The band reunited for shows in 2006 and 2008, following a massive high-quality reissue campaign by Brazilian label Marquee Records. Those South American lunatics have repackaged Sacrifice’s classic Metal Blade albums Torment in Fire, Soldiers of Misfortune, and Forward to Termination, adding tons of bonus tracks including this demo and others. Visit the official Sacrifice site built by Marquee for info, along with extensive band history, videos, vintage photos, and yes — guitar tabs, to help you thrash with real diabolic force.

LINK

Unharvested Midwestern Thrash

May 15, 2008

In the heat of the late 1980s thrash demo trading fever, yes, it was possible to have a super-group of members from bands that were little more than demo acts themselves. Chicago area deathly thrashers Sindrome arrived with much fanfare in 1987, boasting formidable studio sound that rivaled most thrash vinyl of the day, a swanky color cassette cover, and a laundry list of resume credits that included legendary underground names like Master, Deathstrike, and Devastation (IL). That first demo “Into the Halls of Extermination” launched an impressive underground career — most bands today would love to sell 10,000 of anything — on the basis of tough, Dark Angel-style thrash with a corroded Venom influence and even some touches of Terrorizer. (And why not? Terrorizer were highly indebted to Master, Deathstrike, and Devastation.)
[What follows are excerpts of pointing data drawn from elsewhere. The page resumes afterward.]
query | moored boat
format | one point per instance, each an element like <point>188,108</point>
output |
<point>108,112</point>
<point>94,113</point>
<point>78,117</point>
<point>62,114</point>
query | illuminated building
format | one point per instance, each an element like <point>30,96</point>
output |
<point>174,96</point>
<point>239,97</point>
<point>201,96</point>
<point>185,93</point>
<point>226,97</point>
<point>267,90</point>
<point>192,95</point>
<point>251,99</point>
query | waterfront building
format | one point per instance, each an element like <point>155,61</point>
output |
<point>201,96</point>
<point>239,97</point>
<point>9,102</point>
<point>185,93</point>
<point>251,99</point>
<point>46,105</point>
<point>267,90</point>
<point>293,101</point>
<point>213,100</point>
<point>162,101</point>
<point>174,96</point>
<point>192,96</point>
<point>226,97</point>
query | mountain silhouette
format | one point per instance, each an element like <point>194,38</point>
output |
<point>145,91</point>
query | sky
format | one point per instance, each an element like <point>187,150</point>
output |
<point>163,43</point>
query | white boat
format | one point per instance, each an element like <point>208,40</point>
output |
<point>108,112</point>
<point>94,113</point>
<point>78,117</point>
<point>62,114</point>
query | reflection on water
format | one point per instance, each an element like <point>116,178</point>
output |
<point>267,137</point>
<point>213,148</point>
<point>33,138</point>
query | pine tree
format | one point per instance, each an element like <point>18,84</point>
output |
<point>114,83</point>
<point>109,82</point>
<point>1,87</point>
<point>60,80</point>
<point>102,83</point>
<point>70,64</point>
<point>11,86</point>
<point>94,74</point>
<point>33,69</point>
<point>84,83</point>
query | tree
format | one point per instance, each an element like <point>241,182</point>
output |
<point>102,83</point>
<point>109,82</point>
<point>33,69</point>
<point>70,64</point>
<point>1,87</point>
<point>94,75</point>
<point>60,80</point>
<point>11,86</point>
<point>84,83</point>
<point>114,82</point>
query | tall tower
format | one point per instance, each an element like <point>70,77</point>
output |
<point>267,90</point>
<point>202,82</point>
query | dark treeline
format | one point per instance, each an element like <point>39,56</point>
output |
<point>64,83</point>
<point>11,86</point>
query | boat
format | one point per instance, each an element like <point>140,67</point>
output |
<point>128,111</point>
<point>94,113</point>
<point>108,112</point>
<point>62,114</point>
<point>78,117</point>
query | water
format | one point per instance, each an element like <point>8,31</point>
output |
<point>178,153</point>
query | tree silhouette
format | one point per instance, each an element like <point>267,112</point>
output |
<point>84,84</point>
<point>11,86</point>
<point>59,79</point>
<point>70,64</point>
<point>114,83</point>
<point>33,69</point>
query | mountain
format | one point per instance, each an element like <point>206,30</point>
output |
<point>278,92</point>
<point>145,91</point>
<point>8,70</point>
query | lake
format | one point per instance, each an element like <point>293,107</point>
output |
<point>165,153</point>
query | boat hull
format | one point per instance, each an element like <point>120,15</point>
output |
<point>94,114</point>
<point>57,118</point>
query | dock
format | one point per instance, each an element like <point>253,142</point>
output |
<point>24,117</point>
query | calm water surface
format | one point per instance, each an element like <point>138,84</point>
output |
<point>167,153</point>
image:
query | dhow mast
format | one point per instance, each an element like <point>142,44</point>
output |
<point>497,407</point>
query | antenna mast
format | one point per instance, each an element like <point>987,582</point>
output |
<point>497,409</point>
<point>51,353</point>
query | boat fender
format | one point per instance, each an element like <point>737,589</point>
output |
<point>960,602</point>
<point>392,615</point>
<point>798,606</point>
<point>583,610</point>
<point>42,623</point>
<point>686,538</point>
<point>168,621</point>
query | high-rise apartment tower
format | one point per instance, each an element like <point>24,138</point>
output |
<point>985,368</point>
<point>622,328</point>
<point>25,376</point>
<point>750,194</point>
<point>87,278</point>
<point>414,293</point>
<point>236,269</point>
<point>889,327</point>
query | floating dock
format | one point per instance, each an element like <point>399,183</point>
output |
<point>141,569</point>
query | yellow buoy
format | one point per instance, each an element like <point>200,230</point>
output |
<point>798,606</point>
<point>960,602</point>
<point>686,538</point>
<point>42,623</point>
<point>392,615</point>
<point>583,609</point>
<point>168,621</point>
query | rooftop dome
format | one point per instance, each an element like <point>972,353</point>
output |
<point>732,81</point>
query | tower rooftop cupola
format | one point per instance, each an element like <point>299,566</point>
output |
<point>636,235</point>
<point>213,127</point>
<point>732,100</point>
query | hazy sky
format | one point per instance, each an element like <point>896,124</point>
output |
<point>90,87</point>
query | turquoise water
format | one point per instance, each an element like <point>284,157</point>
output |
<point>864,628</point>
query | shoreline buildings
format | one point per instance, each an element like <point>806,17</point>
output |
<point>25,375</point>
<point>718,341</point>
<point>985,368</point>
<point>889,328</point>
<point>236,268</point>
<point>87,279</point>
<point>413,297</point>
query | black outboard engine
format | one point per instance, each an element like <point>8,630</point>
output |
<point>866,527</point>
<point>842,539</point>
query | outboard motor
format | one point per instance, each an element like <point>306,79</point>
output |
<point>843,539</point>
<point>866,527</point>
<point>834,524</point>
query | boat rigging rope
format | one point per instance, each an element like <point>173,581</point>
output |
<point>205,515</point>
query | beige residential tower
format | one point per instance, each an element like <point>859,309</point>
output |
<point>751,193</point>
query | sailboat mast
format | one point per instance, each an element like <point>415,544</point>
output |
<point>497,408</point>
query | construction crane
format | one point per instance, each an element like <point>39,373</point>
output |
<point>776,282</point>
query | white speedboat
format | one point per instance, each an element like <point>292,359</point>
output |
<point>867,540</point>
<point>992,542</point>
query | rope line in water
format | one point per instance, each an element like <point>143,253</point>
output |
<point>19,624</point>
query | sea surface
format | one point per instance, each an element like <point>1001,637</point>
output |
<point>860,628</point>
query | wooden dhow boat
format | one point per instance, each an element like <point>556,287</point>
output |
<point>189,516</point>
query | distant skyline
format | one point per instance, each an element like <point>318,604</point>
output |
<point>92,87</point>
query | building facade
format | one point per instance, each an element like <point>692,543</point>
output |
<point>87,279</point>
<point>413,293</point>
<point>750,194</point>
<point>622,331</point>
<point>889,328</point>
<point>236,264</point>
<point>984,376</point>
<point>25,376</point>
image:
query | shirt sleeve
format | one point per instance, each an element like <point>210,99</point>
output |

Though Sindrome were in touch with the times commercially and musically, nothing more happened. They sat out the first wave of small potato record label offerings, but failed to land an expected plum spot on the Combat or Roadrunner roster. Four years later, there was another demo, “Vault of Inner Conscience.” They were still better than lots of signed thrash acts, and a little more interesting, but for whatever reason — inflated expectations, poor timing, geography — they never managed to release a full album.

Fortunately, in 2002 someone from the band registered the Sindrome domain and uploaded full MP3s of Sindrome’s “Into the Halls of Extermination” and “Vault of Inner Conscience” demo tapes. The first demo was remixed in 1992 at Morrisound and re-released with a new cover — this is that version.

SINDROME * Complete 1987 and 1991 demos [EXTERNAL MP3 LINK]

Since 1992 there isn’t much to report. Bassist Shaun Glass went on to death metal stalwarts Broken Hope, then formed the alterna-metal act Soil in 1997, and recently left Soil for the more aggressive Dirge. Farther from the bright lights, Sindrome drummer Tony Ochoa plays in an aggressive modern rock-type band called Servitude.